Curiosity of youth
Wonderful news is that all 8 pups are fit, healthy and growing unbelievably fast!
Their curiosity is drawing them a little further from the den area to see what they may discover out there in the bush. Our Land Rovers have even been totally surrounded by the investigative pups a few times!
The pack is working very hard, having to hunt sometimes twice a day to provide meat for the 8 hungry bellies
Since the Alpha female is the most experienced and one of the most skilled hunters in the pack, hunting success would be a lot more difficult without her so she leaves the pups in the care of a babysitter enabling her to participate in the hunt. The babysitter is usually the other female left in the pack, the yearling female (Alpha female’s daughter).

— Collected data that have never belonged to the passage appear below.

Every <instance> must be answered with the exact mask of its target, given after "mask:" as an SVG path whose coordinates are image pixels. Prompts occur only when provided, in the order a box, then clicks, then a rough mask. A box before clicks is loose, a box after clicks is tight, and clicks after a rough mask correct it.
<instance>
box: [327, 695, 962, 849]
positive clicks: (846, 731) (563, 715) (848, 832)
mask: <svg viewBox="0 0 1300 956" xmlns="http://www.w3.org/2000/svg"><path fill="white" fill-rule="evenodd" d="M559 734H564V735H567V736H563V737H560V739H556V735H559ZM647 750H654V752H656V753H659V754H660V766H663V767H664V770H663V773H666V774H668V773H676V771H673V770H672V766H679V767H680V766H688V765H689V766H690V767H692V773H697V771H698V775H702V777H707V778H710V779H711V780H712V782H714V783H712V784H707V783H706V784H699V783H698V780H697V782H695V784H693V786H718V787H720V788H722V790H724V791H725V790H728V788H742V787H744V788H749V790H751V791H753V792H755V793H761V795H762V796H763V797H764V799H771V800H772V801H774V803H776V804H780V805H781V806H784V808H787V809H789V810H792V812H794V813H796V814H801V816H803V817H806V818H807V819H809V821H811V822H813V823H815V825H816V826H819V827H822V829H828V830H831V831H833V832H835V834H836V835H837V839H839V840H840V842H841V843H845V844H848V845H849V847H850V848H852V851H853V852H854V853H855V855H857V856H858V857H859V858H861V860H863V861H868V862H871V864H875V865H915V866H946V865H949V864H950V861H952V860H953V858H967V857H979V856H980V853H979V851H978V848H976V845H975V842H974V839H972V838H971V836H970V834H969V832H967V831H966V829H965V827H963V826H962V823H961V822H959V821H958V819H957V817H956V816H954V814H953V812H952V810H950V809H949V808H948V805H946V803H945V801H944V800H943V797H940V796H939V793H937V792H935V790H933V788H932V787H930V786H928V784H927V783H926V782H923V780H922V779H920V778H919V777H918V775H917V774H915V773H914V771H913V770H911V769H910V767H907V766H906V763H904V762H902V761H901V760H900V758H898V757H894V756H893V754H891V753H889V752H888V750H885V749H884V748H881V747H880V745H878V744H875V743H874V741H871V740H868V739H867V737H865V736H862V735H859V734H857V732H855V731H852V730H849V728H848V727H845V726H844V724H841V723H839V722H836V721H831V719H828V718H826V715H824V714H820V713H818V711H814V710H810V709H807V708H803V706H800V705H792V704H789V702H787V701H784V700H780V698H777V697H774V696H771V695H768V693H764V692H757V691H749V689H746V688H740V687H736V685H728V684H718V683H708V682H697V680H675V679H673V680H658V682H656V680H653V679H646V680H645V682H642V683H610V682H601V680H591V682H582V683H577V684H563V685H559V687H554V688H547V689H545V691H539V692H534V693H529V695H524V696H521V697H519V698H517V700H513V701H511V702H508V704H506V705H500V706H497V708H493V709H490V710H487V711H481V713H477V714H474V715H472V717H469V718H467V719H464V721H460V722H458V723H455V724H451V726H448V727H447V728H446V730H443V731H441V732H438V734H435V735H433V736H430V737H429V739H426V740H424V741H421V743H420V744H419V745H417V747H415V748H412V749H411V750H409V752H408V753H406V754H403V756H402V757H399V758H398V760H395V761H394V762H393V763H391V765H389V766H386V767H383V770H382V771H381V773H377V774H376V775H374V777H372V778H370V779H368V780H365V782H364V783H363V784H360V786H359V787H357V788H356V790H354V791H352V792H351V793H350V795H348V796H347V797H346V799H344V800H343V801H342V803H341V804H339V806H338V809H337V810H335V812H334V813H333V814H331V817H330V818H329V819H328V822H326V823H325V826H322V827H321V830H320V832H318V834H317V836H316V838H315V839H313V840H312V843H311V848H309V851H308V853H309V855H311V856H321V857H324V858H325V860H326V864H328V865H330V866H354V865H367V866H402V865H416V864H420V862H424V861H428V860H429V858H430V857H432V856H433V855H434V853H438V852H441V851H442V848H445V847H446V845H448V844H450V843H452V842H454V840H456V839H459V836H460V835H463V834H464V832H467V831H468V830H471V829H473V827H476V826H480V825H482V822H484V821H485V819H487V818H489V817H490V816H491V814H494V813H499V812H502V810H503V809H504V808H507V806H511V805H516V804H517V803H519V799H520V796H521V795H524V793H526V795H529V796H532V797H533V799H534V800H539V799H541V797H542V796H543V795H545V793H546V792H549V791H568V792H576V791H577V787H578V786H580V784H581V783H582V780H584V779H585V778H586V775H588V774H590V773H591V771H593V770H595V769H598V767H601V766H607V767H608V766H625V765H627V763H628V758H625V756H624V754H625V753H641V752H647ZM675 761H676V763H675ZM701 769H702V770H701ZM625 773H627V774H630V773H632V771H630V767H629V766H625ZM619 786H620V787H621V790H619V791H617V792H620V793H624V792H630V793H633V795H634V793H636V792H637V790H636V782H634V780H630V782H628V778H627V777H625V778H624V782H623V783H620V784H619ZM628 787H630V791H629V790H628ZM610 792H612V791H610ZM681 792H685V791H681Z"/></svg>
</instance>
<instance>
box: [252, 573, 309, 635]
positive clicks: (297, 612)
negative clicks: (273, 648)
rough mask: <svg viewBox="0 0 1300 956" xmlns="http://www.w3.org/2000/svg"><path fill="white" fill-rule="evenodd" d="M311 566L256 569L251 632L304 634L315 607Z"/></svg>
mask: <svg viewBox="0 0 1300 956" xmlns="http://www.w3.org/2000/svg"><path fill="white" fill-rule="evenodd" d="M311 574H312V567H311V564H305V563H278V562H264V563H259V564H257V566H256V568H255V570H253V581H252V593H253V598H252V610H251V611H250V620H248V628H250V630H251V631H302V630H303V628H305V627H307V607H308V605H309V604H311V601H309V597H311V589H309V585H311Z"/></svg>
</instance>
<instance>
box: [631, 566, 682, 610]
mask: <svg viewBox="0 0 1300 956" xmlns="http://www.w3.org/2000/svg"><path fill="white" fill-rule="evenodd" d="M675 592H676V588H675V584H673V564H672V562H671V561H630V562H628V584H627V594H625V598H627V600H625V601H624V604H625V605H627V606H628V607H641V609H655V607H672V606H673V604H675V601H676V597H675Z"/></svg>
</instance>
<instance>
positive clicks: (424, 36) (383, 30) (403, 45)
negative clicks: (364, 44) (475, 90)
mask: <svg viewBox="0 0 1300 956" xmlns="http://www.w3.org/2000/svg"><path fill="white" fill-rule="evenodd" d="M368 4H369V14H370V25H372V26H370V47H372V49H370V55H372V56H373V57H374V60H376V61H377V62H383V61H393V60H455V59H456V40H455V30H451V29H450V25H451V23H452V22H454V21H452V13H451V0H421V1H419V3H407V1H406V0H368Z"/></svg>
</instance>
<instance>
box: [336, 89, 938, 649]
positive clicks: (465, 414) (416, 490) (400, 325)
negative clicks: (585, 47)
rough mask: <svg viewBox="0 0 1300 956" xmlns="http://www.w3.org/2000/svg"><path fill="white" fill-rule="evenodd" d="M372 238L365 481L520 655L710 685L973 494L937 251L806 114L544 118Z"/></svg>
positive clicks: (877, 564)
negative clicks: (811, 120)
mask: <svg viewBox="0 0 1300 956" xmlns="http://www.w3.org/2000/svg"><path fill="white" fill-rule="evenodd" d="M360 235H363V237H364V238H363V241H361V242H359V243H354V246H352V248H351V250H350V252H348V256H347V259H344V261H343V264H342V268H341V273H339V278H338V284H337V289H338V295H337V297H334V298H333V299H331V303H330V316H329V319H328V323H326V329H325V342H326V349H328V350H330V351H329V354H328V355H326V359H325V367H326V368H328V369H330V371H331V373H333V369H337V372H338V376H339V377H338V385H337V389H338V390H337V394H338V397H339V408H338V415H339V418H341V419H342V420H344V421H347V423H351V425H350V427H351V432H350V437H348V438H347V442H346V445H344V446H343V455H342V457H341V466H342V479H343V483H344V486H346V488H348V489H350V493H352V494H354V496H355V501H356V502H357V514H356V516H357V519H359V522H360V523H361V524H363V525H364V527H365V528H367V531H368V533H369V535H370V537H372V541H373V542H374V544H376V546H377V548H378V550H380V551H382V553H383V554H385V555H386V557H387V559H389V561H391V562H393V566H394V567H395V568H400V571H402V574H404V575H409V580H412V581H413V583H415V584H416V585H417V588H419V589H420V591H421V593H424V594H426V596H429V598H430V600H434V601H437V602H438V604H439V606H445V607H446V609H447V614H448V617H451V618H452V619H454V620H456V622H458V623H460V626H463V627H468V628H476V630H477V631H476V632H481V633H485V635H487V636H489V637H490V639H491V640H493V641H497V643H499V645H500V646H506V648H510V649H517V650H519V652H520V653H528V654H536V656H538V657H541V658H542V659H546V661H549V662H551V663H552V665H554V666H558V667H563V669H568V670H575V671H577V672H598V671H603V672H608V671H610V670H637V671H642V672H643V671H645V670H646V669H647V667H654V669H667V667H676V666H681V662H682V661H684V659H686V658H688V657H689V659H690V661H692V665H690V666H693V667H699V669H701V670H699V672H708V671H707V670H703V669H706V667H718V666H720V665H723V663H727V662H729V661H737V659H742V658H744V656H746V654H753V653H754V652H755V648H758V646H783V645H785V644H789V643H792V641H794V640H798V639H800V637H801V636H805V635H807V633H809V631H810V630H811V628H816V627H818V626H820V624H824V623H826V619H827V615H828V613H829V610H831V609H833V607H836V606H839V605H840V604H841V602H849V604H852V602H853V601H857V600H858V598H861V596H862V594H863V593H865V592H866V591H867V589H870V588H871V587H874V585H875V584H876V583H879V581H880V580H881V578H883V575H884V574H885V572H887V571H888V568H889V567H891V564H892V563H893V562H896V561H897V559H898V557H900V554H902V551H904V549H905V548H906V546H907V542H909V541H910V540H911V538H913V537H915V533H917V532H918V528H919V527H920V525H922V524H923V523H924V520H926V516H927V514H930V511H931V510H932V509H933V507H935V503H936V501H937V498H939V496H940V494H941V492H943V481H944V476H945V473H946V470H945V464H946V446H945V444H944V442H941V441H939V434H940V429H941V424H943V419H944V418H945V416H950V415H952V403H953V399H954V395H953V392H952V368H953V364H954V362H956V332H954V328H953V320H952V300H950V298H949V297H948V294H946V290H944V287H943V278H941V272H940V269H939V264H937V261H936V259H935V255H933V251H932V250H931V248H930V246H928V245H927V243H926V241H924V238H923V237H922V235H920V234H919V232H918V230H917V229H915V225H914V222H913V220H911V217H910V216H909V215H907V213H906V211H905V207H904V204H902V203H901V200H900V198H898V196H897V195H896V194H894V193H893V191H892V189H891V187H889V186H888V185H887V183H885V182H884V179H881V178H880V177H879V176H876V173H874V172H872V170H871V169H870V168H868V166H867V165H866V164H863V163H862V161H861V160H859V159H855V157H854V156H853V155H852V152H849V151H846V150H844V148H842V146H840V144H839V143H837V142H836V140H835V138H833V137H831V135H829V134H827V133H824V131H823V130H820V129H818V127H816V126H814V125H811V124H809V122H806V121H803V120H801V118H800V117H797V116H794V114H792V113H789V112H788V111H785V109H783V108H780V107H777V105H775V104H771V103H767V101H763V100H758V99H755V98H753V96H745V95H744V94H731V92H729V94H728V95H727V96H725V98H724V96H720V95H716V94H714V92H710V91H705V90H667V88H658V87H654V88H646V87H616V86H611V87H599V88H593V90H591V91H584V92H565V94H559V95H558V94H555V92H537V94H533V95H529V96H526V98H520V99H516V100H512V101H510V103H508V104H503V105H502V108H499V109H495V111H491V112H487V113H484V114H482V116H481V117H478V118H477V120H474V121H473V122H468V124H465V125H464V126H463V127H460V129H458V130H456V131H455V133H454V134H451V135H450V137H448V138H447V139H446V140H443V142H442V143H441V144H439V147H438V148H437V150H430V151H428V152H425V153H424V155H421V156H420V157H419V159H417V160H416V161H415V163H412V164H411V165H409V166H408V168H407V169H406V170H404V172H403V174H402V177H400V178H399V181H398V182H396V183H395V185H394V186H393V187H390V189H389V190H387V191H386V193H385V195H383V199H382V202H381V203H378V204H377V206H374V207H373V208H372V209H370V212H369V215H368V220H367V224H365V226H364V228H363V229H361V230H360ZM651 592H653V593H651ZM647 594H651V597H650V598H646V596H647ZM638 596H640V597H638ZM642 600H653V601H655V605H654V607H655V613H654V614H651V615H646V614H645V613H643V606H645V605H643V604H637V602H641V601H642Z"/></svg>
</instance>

She has an overwhelming inclination to care for the pups so she can learn in preparation for possibly one day raising her own. Should there be a potential threat of danger the Alpha male will stay behind and baby sit or if there is extreme danger such as lions close by, the Alpha female will even stay behind.
The pups are in a very playful stage learning hunting skills while wrestling and biting each other. They also establish the separate male and female hierarchies amongst each other during this phase. Their complex social behaviour also seems to be more learned behaviour as opposed to instinctive and each pack has a culture much like humans that is passed down from generation to generation! All the individual adults pass on their own acquired knowledge down to the little ones.
We estimate it is only a precious few weeks that the pack will remain at the den site and look forward to every special sighting!